I would not describe the noble Lord as a young man in a hurry although, had he waited just a second or two, he would have discovered that he and I might be in closer agreement than he might otherwise have imagined. But there we are. Let us ignore for the moment the direction in which the ship was going, understand that it was sunk and understand that Ponting disclosed that it was going in a particular direction when the Government had announced it was going in another. That is the end of
that little anecdote. I am grateful to the noble Lord for his intervention. In my view, the short point is that it was an enemy ship that was generally threatening our ships. We were at war with Argentina. Argentinian warships were at risk of being sunk if they came within range of British Armed Forces. I do not have any particular sympathy for the Argentinian ship—albeit of course that it led to the most appalling loss of life for many Argentinian sailors.
However, it is not satisfactory for juries faced with a case where they think that a conviction on the evidence before them is unjust to be forced to bring in a perverse verdict in breach of the judge’s clear direction on the law and how it applied to the facts of the case. I suggest that this amendment is conservative with a small “c” and not a traitor’s “get out of jail free” card.
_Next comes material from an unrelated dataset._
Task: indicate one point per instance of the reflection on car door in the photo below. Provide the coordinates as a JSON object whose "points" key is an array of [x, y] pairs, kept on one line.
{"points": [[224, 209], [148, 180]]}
The burden of proof is on the defendant to demonstrate that the disclosure was in the public interest and that the factors set out in proposed new subsection (3) are met. It would not allow for someone to disclose national security information because they thought that their view of the world was more attractive than that of the Government or the security services, or out of greed; nor would it allow for a Snowden or a Wikileaks scenario where vast swathes of information were dumped into the public domain.
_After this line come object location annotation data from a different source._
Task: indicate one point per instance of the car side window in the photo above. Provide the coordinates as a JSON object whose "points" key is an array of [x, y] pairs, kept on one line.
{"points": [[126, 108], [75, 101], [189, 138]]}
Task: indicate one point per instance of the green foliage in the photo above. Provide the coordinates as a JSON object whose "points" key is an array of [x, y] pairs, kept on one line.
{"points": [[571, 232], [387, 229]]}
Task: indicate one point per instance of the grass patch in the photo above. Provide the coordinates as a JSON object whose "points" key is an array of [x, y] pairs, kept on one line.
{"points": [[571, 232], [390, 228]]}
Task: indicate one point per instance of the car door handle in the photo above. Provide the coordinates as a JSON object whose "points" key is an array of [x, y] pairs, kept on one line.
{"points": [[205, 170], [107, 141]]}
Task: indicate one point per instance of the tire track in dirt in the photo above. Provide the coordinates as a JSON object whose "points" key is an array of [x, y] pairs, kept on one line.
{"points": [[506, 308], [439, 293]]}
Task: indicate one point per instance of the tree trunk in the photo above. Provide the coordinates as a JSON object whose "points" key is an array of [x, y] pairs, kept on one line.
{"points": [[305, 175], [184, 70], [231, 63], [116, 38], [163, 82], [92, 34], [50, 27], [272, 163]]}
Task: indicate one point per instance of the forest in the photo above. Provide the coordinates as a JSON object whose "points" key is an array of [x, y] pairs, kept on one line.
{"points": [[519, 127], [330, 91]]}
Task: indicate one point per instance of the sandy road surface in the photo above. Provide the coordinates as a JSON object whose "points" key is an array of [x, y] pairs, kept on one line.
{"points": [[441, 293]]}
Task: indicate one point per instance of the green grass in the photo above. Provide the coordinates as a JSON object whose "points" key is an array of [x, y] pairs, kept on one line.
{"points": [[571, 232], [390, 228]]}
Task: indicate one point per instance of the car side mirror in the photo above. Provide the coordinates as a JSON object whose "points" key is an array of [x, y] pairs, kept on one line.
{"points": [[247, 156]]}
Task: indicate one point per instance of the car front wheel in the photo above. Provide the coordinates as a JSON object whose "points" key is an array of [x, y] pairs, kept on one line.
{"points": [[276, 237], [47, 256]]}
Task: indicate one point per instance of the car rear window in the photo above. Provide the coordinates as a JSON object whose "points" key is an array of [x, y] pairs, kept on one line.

If, for example, there was a better way of dealing with the sensitive information—noble Lords should look at proposed new subsection (3)(f)—the defendant would be hard pushed to persuade the jury that public disclosure was in the public interest. In my view, the proposed amendment accepts reality and prevents juries bringing in perverse verdicts in order to achieve informal or dishonest justice. A law that is not respected or is avoided by perversity, perhaps following some intellectually dishonest advocacy, is not worth having. In an era of electronic media, when information gets out pretty much immediately across the world in vast quantities, it may be better to inhibit desperados and attention seekers by getting them to think about what they will need to prove to found their public interest defence.
It seems to me that we can either carry on pretending that perverse verdicts do not happen—and swiftly change the subject when they do—or face up to reality and legislate sensibly for a really very unradical public interest defence that will neither bring down the state nor damage respect for the rule of law.